Pushback on migrant pushback as navy source cites ethics

The Royal Navy is not expected to pursue a controversial Home Office policy of literally pushing back refugee dinghies towards France once the military is given responsibility for small boat English Channel crossings.

The Ministry of Defence told Euronews it expected its immediate term efforts to try to limit the number of migrant crossings in small boats would remain focused on understanding what could be done to make the system more effective and efficient, whilst assuring people do not drown in the Channel.

“Unacceptable numbers of people continue to make the dangerous Channel crossings and last November’s tragic deaths serve as the strongest reminder of the need to stop them. The Government is exploring every avenue to prevent further crossings and detail of how that can be achieved will be made known in due course,” a spokesman said.

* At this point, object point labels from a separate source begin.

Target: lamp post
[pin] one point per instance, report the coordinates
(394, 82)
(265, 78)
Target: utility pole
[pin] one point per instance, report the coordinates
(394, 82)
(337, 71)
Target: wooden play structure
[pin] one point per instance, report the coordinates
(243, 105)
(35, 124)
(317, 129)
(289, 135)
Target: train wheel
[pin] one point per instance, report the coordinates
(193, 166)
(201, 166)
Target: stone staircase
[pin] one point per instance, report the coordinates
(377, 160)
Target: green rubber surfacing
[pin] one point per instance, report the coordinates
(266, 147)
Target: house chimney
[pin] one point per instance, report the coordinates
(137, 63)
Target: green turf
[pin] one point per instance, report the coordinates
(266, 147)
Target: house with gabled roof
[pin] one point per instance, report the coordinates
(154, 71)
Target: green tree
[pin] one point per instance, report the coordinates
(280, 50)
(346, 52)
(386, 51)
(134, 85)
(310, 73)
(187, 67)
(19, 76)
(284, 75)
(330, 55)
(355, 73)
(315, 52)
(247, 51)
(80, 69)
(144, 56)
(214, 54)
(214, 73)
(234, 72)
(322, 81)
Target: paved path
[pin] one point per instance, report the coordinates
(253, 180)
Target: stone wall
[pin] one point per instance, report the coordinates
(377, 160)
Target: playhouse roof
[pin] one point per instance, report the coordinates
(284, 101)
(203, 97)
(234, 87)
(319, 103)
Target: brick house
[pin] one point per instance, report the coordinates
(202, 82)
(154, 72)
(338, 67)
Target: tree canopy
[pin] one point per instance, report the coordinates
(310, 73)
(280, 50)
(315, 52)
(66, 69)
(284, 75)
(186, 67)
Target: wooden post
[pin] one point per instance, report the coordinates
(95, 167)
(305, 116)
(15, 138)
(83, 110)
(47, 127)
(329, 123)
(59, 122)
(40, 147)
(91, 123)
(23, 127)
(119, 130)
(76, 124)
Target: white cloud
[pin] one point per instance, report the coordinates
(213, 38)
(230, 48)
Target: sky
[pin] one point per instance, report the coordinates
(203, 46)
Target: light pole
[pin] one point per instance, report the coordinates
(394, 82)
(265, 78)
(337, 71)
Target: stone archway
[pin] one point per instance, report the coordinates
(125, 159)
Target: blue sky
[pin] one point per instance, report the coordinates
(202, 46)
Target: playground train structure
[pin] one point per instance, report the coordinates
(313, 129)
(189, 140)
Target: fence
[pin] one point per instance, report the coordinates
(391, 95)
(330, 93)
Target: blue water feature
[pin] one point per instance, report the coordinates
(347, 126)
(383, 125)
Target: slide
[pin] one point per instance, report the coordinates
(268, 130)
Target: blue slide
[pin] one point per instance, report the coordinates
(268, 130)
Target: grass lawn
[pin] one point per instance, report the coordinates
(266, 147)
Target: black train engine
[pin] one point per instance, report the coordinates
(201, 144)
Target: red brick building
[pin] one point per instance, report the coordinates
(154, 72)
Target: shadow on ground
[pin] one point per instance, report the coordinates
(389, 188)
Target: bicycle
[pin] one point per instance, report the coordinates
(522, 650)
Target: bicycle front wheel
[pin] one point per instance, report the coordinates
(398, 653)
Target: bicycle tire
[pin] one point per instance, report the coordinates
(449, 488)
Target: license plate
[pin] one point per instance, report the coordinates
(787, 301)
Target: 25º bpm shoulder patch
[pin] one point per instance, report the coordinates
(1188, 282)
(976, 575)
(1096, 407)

Navy sources told The Guardian that officers had little interest in carrying out the ‘pushback’ policy put forward by Priti Patel, the home secretary. The policy is opposed by trade unions and charities, which argue it is illegal.

“I’m not sure pushback would work; it’s not part of our ethics,” a navy source said, arguing that British personnel were trained to respond to mayday calls, to save lives and help tackle crises at sea.

iNews reports that the government has never confirmed that it has actually pushed boats back, and experts believe the circumstances in which it would be legal are so limited that it would be impossible to carry out.

However, the paper reports Patel as telling the House of Commons that pushbacks are still “absolutely the policy of this government”.

“Border Force were commissioned to do this, and the MoD through the hybrid ways of working, which I have commissioned across government, they will be doing exactly that.

“Routes have been tested, technology is being used but also the way in which boats can be pushed back has also been well tested with the basis to do that, and that is our policy”.

The Guardian disclosed in November that government lawyers had advised that the odds of successfully defending a challenge in the courts against the lawfulness of plans to send vessels carrying people back to France was ‘less than 30 per cent’.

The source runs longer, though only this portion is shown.